No obstante, esta práctica de la caridad pone ciertas condiciones para ser discípulo de Jesús. Primero, el desapego afectivo, que implica siempre poner a Dios en primer lugar y lo demás viene por añadidura. No significa desvincularse de nuestros seres queridos sino “desprendernos” del amor desordenado, es decir, de aquel amor que no educa para la libertad sino para el egoísmo y las dependencias enfermizas.

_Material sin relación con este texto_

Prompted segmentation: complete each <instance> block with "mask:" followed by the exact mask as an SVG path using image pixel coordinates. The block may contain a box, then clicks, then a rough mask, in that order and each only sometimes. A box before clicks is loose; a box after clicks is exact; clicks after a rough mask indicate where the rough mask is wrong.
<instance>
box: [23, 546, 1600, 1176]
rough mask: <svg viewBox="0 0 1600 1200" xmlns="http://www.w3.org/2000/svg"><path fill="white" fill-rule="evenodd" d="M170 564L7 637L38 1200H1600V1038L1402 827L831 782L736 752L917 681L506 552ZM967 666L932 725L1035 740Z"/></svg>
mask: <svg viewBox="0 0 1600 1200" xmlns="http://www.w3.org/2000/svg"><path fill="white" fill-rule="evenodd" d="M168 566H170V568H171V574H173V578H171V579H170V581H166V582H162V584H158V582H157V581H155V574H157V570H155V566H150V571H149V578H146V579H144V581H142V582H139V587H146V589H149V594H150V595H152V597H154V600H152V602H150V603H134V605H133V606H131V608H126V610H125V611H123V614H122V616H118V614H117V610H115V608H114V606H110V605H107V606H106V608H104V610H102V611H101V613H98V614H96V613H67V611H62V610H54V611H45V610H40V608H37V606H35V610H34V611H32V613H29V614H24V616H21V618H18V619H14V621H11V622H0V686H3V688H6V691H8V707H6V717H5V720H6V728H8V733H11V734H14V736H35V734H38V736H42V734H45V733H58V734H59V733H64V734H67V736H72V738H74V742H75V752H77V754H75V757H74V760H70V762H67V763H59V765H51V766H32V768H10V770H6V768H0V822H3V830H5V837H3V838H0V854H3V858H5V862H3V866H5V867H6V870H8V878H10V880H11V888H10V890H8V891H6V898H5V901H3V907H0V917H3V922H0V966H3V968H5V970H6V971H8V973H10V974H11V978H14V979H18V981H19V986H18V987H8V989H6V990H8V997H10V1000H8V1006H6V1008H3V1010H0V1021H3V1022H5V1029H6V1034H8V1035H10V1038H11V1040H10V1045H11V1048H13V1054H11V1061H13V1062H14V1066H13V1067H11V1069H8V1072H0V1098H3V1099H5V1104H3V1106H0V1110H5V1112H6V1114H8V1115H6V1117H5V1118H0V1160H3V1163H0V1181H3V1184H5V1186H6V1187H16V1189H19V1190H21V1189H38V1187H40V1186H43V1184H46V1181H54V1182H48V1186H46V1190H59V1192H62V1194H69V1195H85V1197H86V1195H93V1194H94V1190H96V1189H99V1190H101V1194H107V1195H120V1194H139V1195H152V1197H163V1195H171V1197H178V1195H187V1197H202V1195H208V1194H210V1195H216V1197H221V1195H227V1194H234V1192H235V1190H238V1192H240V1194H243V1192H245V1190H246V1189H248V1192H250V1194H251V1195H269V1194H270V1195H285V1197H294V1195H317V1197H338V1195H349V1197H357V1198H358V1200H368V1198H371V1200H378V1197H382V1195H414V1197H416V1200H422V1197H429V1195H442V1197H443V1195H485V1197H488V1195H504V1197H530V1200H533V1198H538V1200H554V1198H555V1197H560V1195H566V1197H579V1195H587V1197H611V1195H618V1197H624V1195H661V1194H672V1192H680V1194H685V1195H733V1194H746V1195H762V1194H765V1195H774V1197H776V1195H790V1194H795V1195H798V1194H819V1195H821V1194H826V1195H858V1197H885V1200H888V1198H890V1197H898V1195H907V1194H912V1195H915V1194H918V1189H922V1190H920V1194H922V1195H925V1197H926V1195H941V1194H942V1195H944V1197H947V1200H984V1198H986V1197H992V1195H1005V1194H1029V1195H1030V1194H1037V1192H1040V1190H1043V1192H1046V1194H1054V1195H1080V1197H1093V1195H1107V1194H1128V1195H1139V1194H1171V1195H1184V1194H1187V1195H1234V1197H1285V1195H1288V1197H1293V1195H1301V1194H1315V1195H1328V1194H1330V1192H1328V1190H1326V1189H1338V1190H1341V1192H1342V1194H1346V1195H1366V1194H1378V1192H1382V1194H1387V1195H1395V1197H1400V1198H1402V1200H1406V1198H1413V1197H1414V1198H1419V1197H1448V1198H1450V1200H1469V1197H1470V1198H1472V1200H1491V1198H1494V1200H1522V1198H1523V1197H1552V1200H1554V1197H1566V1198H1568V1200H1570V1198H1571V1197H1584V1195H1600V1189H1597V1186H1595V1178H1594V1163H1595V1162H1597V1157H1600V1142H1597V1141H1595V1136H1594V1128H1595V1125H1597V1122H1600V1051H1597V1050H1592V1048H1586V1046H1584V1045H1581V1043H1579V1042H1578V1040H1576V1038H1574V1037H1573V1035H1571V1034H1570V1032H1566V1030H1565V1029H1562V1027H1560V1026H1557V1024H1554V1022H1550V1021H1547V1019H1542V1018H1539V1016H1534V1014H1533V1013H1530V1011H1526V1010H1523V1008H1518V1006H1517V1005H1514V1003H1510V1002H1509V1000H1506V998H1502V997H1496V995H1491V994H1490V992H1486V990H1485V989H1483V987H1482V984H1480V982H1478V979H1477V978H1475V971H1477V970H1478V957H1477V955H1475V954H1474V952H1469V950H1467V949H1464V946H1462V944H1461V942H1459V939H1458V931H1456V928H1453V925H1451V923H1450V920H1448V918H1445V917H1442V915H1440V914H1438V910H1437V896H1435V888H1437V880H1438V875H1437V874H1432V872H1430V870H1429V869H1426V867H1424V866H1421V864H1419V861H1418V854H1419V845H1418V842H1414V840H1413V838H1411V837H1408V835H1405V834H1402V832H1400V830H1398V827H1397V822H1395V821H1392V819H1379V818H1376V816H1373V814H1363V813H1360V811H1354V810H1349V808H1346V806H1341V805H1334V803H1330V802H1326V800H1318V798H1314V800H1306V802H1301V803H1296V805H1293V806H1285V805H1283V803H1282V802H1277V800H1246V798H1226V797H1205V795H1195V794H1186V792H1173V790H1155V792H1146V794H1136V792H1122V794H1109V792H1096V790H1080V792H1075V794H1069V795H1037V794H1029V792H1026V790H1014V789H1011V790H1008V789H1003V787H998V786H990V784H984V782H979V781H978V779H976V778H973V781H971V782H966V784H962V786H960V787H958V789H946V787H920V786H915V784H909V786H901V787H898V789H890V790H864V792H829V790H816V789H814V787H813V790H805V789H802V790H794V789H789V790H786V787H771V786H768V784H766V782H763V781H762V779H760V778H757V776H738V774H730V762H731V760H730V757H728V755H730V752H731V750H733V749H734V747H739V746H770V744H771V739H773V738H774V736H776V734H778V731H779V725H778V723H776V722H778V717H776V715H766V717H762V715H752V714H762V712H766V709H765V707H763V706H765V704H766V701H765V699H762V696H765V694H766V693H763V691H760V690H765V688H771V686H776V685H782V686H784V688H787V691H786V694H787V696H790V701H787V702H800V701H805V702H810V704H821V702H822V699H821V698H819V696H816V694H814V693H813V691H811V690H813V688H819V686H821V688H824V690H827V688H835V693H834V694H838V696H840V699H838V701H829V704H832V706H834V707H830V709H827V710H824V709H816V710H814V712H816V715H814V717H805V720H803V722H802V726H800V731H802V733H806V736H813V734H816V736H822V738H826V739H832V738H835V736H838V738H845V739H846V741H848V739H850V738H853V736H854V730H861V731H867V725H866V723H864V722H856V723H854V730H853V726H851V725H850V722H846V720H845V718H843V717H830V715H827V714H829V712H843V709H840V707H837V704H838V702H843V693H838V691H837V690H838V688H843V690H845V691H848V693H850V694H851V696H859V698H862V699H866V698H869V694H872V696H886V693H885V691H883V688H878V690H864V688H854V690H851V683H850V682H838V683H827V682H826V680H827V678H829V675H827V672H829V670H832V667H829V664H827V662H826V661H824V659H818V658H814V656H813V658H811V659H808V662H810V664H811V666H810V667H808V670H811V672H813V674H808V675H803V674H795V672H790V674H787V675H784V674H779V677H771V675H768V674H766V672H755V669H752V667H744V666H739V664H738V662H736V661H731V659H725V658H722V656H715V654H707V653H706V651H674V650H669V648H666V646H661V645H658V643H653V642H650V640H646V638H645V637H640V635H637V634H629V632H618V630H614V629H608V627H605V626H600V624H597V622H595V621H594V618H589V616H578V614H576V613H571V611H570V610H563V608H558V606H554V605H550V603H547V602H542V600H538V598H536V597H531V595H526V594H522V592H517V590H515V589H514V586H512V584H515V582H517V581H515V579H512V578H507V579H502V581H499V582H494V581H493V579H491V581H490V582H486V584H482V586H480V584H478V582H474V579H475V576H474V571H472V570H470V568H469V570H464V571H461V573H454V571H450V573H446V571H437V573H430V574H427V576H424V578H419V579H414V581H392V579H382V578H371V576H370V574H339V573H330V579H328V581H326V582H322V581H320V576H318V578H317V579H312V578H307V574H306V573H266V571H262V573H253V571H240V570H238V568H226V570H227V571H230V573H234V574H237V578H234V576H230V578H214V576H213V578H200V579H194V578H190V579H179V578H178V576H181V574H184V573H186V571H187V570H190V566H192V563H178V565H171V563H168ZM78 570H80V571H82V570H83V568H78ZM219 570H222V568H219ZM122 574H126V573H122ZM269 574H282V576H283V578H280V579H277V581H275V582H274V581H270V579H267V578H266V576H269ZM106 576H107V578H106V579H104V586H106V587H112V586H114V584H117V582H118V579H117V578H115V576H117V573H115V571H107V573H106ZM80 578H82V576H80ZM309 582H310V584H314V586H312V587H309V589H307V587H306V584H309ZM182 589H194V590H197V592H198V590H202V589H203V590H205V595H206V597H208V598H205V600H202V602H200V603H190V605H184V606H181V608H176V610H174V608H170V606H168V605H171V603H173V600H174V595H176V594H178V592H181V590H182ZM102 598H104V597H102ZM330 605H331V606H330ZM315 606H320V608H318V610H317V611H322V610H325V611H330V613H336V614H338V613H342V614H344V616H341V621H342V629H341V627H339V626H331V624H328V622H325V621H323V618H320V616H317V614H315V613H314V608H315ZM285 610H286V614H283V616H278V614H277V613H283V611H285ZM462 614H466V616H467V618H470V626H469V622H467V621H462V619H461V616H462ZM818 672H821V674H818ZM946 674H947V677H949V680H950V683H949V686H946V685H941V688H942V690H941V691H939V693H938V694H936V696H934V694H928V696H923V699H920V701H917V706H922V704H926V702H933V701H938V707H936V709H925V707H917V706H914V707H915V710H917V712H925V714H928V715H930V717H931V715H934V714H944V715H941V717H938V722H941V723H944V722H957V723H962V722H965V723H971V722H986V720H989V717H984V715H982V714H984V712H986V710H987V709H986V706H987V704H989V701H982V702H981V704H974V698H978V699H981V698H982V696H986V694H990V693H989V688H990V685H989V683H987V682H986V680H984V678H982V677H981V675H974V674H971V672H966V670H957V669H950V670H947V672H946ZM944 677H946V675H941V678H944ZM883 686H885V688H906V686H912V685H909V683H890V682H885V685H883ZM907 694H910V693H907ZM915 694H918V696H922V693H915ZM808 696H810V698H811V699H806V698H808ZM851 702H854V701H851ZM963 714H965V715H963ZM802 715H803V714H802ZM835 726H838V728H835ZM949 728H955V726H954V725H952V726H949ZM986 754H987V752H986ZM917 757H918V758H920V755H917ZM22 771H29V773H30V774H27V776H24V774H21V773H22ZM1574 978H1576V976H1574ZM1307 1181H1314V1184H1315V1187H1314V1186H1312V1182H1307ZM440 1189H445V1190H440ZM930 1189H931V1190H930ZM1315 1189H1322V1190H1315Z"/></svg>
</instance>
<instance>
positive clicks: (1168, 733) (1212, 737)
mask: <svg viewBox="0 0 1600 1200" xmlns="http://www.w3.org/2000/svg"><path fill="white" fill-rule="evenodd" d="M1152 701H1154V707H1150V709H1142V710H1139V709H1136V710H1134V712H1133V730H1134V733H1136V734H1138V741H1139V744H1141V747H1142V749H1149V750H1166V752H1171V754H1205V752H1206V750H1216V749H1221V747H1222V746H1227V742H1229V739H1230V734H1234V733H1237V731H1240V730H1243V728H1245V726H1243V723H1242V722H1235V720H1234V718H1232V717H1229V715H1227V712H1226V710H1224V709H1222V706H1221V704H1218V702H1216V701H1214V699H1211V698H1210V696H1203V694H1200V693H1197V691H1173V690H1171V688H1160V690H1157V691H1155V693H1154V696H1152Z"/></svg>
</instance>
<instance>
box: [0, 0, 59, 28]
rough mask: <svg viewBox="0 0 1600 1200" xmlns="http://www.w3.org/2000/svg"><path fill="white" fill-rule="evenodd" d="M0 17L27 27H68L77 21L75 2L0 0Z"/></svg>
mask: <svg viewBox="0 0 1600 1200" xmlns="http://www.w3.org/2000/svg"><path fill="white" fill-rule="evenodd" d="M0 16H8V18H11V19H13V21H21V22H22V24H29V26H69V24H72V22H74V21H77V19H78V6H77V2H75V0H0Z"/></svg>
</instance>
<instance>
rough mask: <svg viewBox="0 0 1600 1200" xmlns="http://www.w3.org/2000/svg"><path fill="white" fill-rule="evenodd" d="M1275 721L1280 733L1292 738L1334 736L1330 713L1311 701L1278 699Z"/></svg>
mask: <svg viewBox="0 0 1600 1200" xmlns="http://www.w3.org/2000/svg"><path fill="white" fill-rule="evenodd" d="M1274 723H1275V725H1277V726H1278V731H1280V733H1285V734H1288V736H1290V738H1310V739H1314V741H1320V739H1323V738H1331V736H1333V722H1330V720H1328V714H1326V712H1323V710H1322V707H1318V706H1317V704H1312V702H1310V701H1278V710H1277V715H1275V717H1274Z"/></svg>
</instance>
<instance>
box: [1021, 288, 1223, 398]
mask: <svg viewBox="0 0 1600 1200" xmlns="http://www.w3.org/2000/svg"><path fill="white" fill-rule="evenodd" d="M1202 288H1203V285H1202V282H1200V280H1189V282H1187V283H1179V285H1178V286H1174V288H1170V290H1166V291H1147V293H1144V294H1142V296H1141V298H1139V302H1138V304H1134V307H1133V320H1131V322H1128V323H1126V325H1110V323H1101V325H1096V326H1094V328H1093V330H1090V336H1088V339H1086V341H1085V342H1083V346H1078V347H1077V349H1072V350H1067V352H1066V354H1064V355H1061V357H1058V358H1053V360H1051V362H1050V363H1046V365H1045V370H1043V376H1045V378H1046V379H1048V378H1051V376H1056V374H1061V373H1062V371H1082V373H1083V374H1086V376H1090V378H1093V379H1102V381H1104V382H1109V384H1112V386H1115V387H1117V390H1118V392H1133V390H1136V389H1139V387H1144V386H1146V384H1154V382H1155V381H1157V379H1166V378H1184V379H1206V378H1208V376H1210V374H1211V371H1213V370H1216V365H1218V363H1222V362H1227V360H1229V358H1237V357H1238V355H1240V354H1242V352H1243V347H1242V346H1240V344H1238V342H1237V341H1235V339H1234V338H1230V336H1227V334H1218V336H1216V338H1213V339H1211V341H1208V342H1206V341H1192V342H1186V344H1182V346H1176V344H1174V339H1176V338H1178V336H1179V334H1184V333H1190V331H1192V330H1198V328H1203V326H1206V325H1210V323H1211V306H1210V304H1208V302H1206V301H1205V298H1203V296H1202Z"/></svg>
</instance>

También el seguimiento de Jesús presupone la renuncia y el riesgo. En efecto, en la comunidad primitiva se apreciaba mucho compartir lo que se tenía para dar espacio a la participación y la fraternidad. Por eso, este seguimiento es fruto de una decisión madura y coherente, donde no se puede huir a la primera dificultad. El que desee seguir al Señor tiene que tomar su cruz; armarse con la bandera de la disponibilidad y el escudo de la confianza. En ese sentido, Jesús no temió ser considerado un fuera de la Ley o, en algunos casos, un transgresor del propio sábado; él se enfrentó y se arriesgó ante las autoridades de la época.
Si hay algo que Jesús quiere de sus discípulos es que tomen conciencia de su “fragilidad”, de tal modo que, desconfiando de sí mismos, confíen más en él. Solo la práctica de la pobreza nos lleva a un despojo de nuestro “yo”, porque implica humillación, lleva a la humildad y se convierte en opción cordial para el discípulo que quiere seguir al Señor.
“Cualquiera de ustedes que no renuncie a todo lo que posee, no puede ser mi discípulo” (Lc 14, 33).